I've got to find a profession that'll give me a bigger chance than poor
Dad had, so I can marry young and have lots and gob-lots of kids."

The wind increased and Jim slid off the coil of rope and lay flat on his
back, looking up at the sky. It was full of stars and scudding clouds.
Jim missed the sky in New York. He lay staring, sailing with the clouds
while his boyish heart glowed with the stars.

"I'm not in New York," he thought. "I'm--I'm out in the desert country.
There isn't any noise. There aren't any people. I'm an engineer and I'm
building a bridge across a canyon where no one but the birds have ever
crossed before. I'm making a place for people to come after me. I'm
discovering new land for them and fixing it so they can come."

For half an hour Jim lay and dreamed. He often had wondered what he was
going to be as a man. He had planned to be many things, from a milkman
to an Indian fighter. But since his father's death and indeed for some
time before, his mind had taken a bent suggested by Mr. Manning's
melancholy. What was the matter with Exham and the Mannings? Why had his
father failed? What could he do to make up for the failure? These
thoughts had colored the boy's dreams. No one can measure the importance
to a child of taking his air castles away from him. Tragedy scars a
child permanently. Grown people often forget a heavy loss.
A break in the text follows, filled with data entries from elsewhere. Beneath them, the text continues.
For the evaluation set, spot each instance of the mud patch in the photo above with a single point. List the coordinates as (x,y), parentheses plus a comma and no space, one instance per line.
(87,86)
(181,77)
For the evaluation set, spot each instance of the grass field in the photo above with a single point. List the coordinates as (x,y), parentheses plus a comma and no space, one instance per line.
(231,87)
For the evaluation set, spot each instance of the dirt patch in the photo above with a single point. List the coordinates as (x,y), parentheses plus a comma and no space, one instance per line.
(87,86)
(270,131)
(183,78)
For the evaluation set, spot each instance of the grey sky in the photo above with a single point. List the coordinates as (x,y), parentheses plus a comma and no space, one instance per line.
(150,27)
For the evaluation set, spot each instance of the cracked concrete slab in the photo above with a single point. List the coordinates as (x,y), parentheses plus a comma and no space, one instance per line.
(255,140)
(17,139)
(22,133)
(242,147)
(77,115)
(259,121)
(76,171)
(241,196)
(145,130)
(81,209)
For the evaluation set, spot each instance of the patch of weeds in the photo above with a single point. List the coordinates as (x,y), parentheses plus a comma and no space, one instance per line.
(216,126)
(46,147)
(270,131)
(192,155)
But tonight, inspired by the wonder of the building and the heavens,
Jim's mind slipped its leashings and took its racial bent. Suddenly he
was a maker of trails, a builder in the wilderness. He completed the
bridge and then sat up with an articulate, "Gee whiz! I know what I'm
going to be!"

It seemed a matter of tremendous importance to the boy. He sat with
clenched fists and burning cheeks, sensing for the first time one of the
highest types of joy that comes to human beings, that of finding one's
predilection in the work by which one earns one's daily bread. The sense
of clean-cut aim to his life was like balm and tonic to the boy's
nerves. Something deeper than a New York or a New England influence was
speaking in Jim now. For the first time, his Anglo-Saxon race, his race
of empire builders, was finding its voice in him.

Jim rode gaily down the tile elevator, his flashing smile getting a
vivid response from the Armenian elevator boy. He ran a good part of the
way home and burst into the house with a slam, utterly unlike his usual
quiet, unboyish steadiness. He was dashing past the library door on his
way upstairs to his mother, when he caught a glimpse of her sitting near
the library table with Mr. Dennis. He forgot to be astonished at her
unwonted presence there. He ran into the room.

"Mama!" he cried. "Mama! I'm going to be an engineer and go out west and
build railroads and bridges out where its wild! Aren't you glad?"

Mr. Dennis and Mrs. Manning stared in astonishment at Jim's loquacity
and at the glow of his face. His gray eyes were brilliant. His thick
hair was wind-tossed across his forehead. Mr. Dennis, being Irish,
understood. He rose, shook hands with Jim, his left hand patting the
boy's shoulder.

"You're made for it, Still Jim, me boy," he said, soberly. "You've the
engineer's mind. How'd you come to think of it?"

"Up on top of the skyscraper," replied Jim lucidly. "Don't you see,
Mama? Isn't it great?"

Mrs. Manning was trying to smile, but her lips trembled. She was wishing
Jim's father could see him now. "I don't understand, Jimmy. But if you
like it, I must. But what shall I do with you out west?"

Jim gasped, whitened, then looked at Mr. Dennis and began to turn red.